Donahue outlined six initiatives he believes will help stir U.S. job growth:
• Offering reduced tax rates to corporations on profits earned overseas, a move that the chamber says would encourage multinational corporations to bring as much as $1.2 trillion to the U.S. economy, and by temporarily reducing the tax rate companies pay on the sale of capital assets.
• Passing pending trade agreements with Colombia, South Korea, and Panama, modernizing export control measures and adopting changes in patent law to protect intellectual property.
• Increase oil and gas exploration to levels in place before the Gulf oil spill prompted a moratorium on offshore drilling permits, expand oil and gas exploration on federal lands and approve a $7 billion, 1,700-mile oil pipeline from Canada to the Gulf Coast.
• Congressional approval of transportation, aviation, and water resources programs that finance road, bridge, and airport construction. Those programs are mostly paid for with gasoline taxes or other user fees.
• Facilitate tourism by promoting American travel, streamlining visa applications, and speeding up security screenings for low-risk travelers.
• Provide regulatory relief for industries, including a moratorium on rules that are deemed to have a significant economic impact until the economy has improved and employment has grown.

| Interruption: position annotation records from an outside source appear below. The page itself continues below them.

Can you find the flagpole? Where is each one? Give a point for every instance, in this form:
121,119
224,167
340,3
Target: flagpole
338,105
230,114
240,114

The Chamber says that U.S. energy companies must be permitted to extract all sources of domestic energy immediately, as it will not only generate new jobs but also bring in more government revenue and ease U.S. dependence on hostile nations. If the government permits offshore oil development in the Gulf of Mexico back to pre-moratorium levels, nearly 190,000 new jobs will be created by 2013, writes Donohue. By expanding oil and gas exploration on domestic soil, “we could create 530,000 jobs, reduce imports by 44% by 2025, and increase government revenues by $206 billion.”
Donohue also claims that easing the regulatory burden on U.S. businesses, and the costly litigation that such regulations spawn, would assist in transferring hundreds of billions of dollars in private capital to business expansion. In addition to regulatory reform, Donohue argues that the government should streamline and accelerate the permitting process by limiting environmental reviews to six months, preventing duplicate reviews by state and federal governments, and appointing a lead agency to administer the regulatory process.
The Chamber’s position on business regulations resounds with a harmonious tone on Capitol Hill, as both sides of Congress pose concerns about today’s corporate environment. During the final day of the West Virginia Chamber of Commerce’s 2011 Business Summit, business and political leaders exuded a common theme — the government must halt the regulatory assault on private businesses.
Former Democratic U.S. Senator Evan Bayh, a big-name speaker at the summit, called for a moratorium on new federal regulations. “Regulators are not bad people, but they never had to meet a payroll,” he said, so they don’t understand the complexities of running a business — and unlike political leaders, “they don’t have to answer to the voters.” Former White House Chief of Staff Andrew Card echoed Bayh’s remarks, asserting that there are more federal regulations hindering businesses today than ever before “and more new regulations in the pipeline than ever.”
All of Donohue’s proposals will find critics, such as his call for passing new “free trade” agreements, which don’t promote free trade at all but set up international regulatory bodies that regulate trade and pick winners and losers in the nations involved, generally benefiting the largest corporations. And while proposals on infrastructure may pique interest among congressional Democrats, critics suggest that the Obama administration will axe the Chamber’s call for domestic oil production and corporate tax reform — and Thursday, when the President’s jobs plan is presumed to come out, could very well prove that theory.